Let $I = \langle f_1, \ldots f_r \rangle$ be an ideal in $R=k[x_1,\ldots,x_n]$ where $k$ is a field, and put $A = R/I$.
(If $k$ is algebraically closed and $I$ is radical then $A$ is the coordinate ring of an affine variety.)
Let $\mathfrak{X}^p(A) = \operatorname{Der}_k(\wedge^p A, A) $ be skew-symmetric $p$-derivations (derivation in each argument) of $A$.
Question: Is there an algorithm to calculate $\mathfrak{X}^p(A)$ in terms of $f_1,\ldots,f_r$? I am interested in $p=1,2,3$.
What I have tried/observed so far:
The condition that $P \in \mathfrak{X}^p(R)$ descends to (is well-defined on) $\mathfrak{X}^p(A)$ is a system of (ideal membership) equations $$P(x_{i_1}, \ldots, x_{i_{p-1}}, f_j) \in I \quad \text{for each } 1\leq i_1<\cdots<i_{p-1}\leq n \text{ and } 1\leq j\leq r.$$ (Note also every element of $\mathfrak{X}^p(A)$ has a lift to $\mathfrak{X}^p(R)$.)
Letting $P_{i_1,\ldots,i_p} = P(x_{i_1},\ldots,x_{i_p}) \in R$ be the (sought for) coefficients of $P$, the system becomes $$\sum_k P_{i_1,\ldots,i_{p-1},k} \frac{\partial f_j}{\partial x_k} \in I \quad \text{for each } 1\leq i_1<\cdots<i_{p-1}\leq n \text{ and } 1\leq j\leq r.$$
Here one can restrict to the sum over $k \in \{1,\ldots,n\} \setminus \{i_1,\ldots i_{p-1}\}$. Note the equations are not independent, due to skew-symmetry.
The equations above for fixed $j$ suggest to consider the intersection $I \cap \langle \frac{\partial f_j}{\partial x_1}, \ldots \frac{\partial f_j}{\partial x_n} \rangle$ which can be computed using Groebner bases. I am not sure what we can conclude about the coefficients $P_{i_1,\ldots,i_{p-1},k}$. Furthermore, I do not see how one would combine these results for different $(i_1,\ldots,i_{p-1})$'s and $j$'s.
$\mathfrak{X}^p(A)$ is an $A$-module. I think it is finitely generated. (I am interested in the case where it is.)

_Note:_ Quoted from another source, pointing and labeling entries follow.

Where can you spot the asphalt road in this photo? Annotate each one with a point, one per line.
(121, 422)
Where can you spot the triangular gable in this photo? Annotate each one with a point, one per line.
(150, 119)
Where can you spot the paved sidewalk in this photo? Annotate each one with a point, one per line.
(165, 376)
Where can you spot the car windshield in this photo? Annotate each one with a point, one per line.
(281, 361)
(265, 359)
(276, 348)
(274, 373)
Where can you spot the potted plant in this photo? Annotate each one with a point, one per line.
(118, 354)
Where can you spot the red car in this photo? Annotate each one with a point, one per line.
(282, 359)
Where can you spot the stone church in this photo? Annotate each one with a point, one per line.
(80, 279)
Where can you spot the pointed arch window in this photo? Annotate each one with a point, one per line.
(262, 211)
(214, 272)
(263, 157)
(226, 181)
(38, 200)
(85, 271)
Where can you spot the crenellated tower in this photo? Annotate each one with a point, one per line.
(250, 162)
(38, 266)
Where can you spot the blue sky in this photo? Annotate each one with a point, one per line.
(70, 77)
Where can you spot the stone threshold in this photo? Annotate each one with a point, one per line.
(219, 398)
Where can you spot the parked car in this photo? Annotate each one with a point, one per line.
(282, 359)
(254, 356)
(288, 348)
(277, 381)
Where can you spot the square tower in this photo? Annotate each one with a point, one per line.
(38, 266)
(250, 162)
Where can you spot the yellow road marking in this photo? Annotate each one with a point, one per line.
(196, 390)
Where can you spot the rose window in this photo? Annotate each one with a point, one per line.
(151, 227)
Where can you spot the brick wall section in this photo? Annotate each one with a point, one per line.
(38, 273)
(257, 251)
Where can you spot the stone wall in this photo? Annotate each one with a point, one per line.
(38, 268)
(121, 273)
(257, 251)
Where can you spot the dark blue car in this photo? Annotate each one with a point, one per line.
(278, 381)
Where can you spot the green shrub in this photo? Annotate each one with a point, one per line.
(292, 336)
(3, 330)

$\mathfrak{X}^p(A) \cong \operatorname{Hom}_A(\Omega^p(A), A)$ where $\Omega^p(A)$ are Kähler $p$-forms.
$\mathfrak{X}^2(A) \neq \wedge^2 \mathfrak{X}^1(A)$ in general: if $I = \langle yx, yz, y^2 \rangle$ in $R=\mathbb{C}[x,y,z]$ then $0 \neq y \frac{\partial}{\partial y} \wedge \frac{\partial}{\partial z}$ is in $\mathfrak{X}^2(A)$ and not in $\wedge^2 \mathfrak{X}^1(A)$.
I would also be interested in (classes of) examples where one can calculate $\mathfrak{X}^p(A)$ explicitly for $p=1,2,3$.